El buen virus
Estamos rodeados, nos envuelven como el aire y el agua a los peces, los respiramos y damos posada en nuestro organismo, al que traicionan y atormentan. Los hay que martirizan la actividad laboriosa y otros se deslizan en el ordenador, cuando no hace tres días que le hemos dotado de la enésima protección. Llegado el otoño acecha el microbio de la gripe, la calentura perversa que nos clava en la cama, el catarro inesperado y sabe Dios cuántas más adversidades. No es afán de señalar, pero la estación que vivimos ahora los madrileños no es la misma que antaño. Octubre y noviembre fueron periodos de dulce estabilidad, con noches frescas, sí, pero jornadas cálidas y agradables al sol del mediodía y a la templanza de las tardes. Este septiembre pasó dubitativo, oscilando entre calores aún estivales y madrugadas heladoras, extraña secuela de un verano caluroso y yermo como en cualquier mala época de la pertinaz sequía. Algo que excitó la sorna de nuestros mayores fue la manía del dictador por construir embalses y pantanos: El Rana le llamaban, porque daba saltos de charco en charco. Hay que convenir que las dictaduras no son tan rematadamente malas que carezcan de algo aprovechable y duradero.
"Lo mejor de Madrid, su otoño", era la confidencia que vertíamos en el oído forastero, con plena sujeción a la verdad. Las terrazas de los bares prolongan su vigencia, a veces, bajo los troncos menos guarnecidos de los plátanos o las acacias. Por cierto, con oscuros designios, se promueven protestas porque, en algunos lugares, se talen tantos o cuántos ejemplares arbóreos, cuando ése no es, ni de lejos, problema que afecte a las necesidades de la Villa. Lo repetimos con legítimo orgullo, a quien nos quiera escuchar: nuestra ciudad es la mejor arbolada de Europa y creo que la segunda capital del mundo. No hay más que circular por sus calles o contemplar los gruesos trazos verdes que las entrecruzan, cuando regresamos por el aire. Tenemos árboles para parar un tsunami, en el caso imposible de que una ola trepara por las cordilleras.
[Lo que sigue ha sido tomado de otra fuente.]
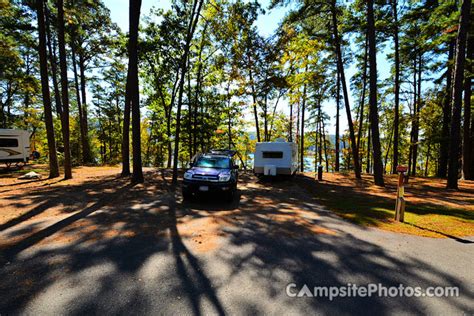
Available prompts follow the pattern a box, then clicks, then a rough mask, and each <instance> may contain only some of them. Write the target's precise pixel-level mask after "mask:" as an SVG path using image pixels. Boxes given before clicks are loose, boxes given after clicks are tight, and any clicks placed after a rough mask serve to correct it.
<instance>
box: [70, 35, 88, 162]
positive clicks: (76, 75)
mask: <svg viewBox="0 0 474 316" xmlns="http://www.w3.org/2000/svg"><path fill="white" fill-rule="evenodd" d="M71 41H72V43H71V53H72V66H73V72H74V86H75V89H76V101H77V110H78V112H79V129H80V133H81V149H82V162H83V163H84V162H85V155H84V150H86V151H87V149H86V147H88V146H87V136H86V135H87V130H86V129H85V126H84V119H83V117H82V113H83V110H82V103H81V92H80V89H79V79H78V77H79V76H78V74H77V61H76V49H75V43H74V37H73V38H72V40H71Z"/></svg>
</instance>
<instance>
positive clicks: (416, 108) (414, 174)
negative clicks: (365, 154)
mask: <svg viewBox="0 0 474 316" xmlns="http://www.w3.org/2000/svg"><path fill="white" fill-rule="evenodd" d="M416 69H417V61H416V58H415V60H414V61H413V113H412V119H411V131H410V153H409V155H408V174H409V175H413V176H414V175H415V172H414V171H413V170H415V171H416V166H415V167H413V152H414V148H415V130H416V113H417V105H418V93H417V89H418V85H417V80H416V74H417V72H416ZM415 165H416V163H415Z"/></svg>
Nos dicen -aunque con floja convicción, ciertamente- que la gripe de este año es más benigna que las anteriores, de lo que debemos felicitarnos no sólo individualmente, sino social y laboralmente, en la medida que el absentismo provocado por la epidemia anual influye en ese apartado de la competitividad en el que tan flojos andamos. Hasta la fecha apenas se menciona la amenaza de la gota fría en el Levante, con la pavorosa perspectiva de inundaciones y daños en la sementera. Poco se puede hacer, salvo prevenir, en lo posible, las consecuencias que siempre nos sorprenden como auroras boreales. Ya está distribuida la vacuna antigripal, sin el tenaz anuncio de otras veces ni la perversa intensidad que sorprenda a parte de los ciudadanos descuidados en su previsión.
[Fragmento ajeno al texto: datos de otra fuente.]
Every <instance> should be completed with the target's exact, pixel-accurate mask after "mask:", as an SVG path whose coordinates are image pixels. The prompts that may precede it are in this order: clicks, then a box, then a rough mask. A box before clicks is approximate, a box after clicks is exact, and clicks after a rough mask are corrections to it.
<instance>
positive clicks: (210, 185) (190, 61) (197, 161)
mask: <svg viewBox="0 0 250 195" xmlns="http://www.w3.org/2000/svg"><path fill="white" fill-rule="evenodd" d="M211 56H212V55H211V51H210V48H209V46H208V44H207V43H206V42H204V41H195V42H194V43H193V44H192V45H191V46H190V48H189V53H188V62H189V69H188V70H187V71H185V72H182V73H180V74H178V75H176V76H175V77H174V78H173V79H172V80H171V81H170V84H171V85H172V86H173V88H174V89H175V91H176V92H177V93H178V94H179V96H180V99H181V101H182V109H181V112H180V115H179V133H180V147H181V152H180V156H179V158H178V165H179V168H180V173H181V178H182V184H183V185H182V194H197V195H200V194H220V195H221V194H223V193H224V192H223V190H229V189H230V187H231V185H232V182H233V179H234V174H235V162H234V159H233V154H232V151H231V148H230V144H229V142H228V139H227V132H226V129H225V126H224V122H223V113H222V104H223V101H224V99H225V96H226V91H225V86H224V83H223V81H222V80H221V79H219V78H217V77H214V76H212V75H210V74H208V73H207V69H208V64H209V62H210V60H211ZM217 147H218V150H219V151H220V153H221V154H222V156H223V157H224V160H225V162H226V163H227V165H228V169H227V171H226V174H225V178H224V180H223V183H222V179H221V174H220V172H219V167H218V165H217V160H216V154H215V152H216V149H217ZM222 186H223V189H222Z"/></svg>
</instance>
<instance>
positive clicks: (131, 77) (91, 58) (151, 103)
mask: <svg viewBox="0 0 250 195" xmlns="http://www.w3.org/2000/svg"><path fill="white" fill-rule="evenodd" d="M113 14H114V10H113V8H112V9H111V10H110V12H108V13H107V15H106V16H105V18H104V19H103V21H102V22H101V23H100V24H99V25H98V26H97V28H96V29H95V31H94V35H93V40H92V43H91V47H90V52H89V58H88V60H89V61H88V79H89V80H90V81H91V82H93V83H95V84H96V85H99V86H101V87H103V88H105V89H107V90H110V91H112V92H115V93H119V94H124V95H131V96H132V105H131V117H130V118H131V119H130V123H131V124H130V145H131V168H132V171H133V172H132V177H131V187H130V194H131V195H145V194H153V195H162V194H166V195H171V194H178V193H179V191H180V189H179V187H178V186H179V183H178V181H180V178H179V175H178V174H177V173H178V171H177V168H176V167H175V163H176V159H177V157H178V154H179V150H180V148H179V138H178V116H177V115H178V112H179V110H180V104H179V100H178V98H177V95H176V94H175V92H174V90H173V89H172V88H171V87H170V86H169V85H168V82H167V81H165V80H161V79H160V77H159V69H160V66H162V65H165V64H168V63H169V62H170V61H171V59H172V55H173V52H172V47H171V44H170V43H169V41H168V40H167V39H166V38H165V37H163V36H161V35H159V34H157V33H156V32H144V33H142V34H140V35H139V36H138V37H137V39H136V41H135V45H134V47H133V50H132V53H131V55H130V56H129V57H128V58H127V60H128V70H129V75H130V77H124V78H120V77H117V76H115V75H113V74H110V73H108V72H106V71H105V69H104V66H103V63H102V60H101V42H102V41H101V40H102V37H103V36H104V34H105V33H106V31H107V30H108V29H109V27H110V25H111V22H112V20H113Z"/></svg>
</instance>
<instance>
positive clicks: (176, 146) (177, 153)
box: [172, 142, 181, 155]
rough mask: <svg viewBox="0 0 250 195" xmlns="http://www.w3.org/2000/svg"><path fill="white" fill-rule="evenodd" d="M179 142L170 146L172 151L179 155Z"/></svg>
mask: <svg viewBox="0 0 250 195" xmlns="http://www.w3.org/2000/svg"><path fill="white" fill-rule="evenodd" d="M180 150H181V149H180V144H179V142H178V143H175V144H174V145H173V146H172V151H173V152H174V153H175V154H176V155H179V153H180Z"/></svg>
Este año hay una novedad, al menos en el centro de salud que me corresponde: es precisa la cita previa, algo que de una parte agiliza la aplicación de las vacunas, pero incide en la distribución del tiempo que la población activa dedica a este importante menester. Resulta comprensible que la sanidad se administre en horas de oficina, aunque ello comporte molestias para el contribuyente. El horario laboral ante todo y no sometido al capricho y a las veleidades o conveniencias del asegurado social.
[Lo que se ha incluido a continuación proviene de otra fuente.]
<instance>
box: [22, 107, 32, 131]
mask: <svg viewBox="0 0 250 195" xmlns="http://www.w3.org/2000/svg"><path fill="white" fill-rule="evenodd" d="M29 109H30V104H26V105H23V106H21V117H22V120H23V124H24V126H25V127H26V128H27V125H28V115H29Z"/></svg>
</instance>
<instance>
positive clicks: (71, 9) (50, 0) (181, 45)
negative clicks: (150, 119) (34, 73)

A estas alturas nadie sabe cuándo hay que ponerse el sayo ni cuando sacar la camiseta del cajón o echar las mantas sobre la cama. Un ordenamiento prematuro de los armarios deja fuera de circulación la ropa de verano necesaria en el meridiano de la jornada, pero insuficiente cuando las sombras, cada vez más adelantadas, enfrían el ambiente. Por afortunado designio los madrileños nos encontramos fuera de las pavorosas áreas de los terremotos y ciclones, de cuyas temibles consecuencias apenas registran débiles ecos los sismógrafos. Situación meramente transitoria, pues con las entrañas de la Tierra no caben predicciones firmes a largo plazo. Ahí tenemos a la vecina Lisboa, destruida por un terremoto en 1775, y el hecho de que, hasta ahora, nuestra zona se haya mantenido incólume, para algún espíritu pesimista no haría sino aumentar las posibilidades de que lo que nunca ha ocurrido llegue a suceder, sin remisión.
De momento, vigilemos al microbio de la gripe del que no podemos fiarnos ni un pelo. Vacúnese quien aún no lo haya hecho y afrontemos lo por venir con el mejor estado de ánimo posible.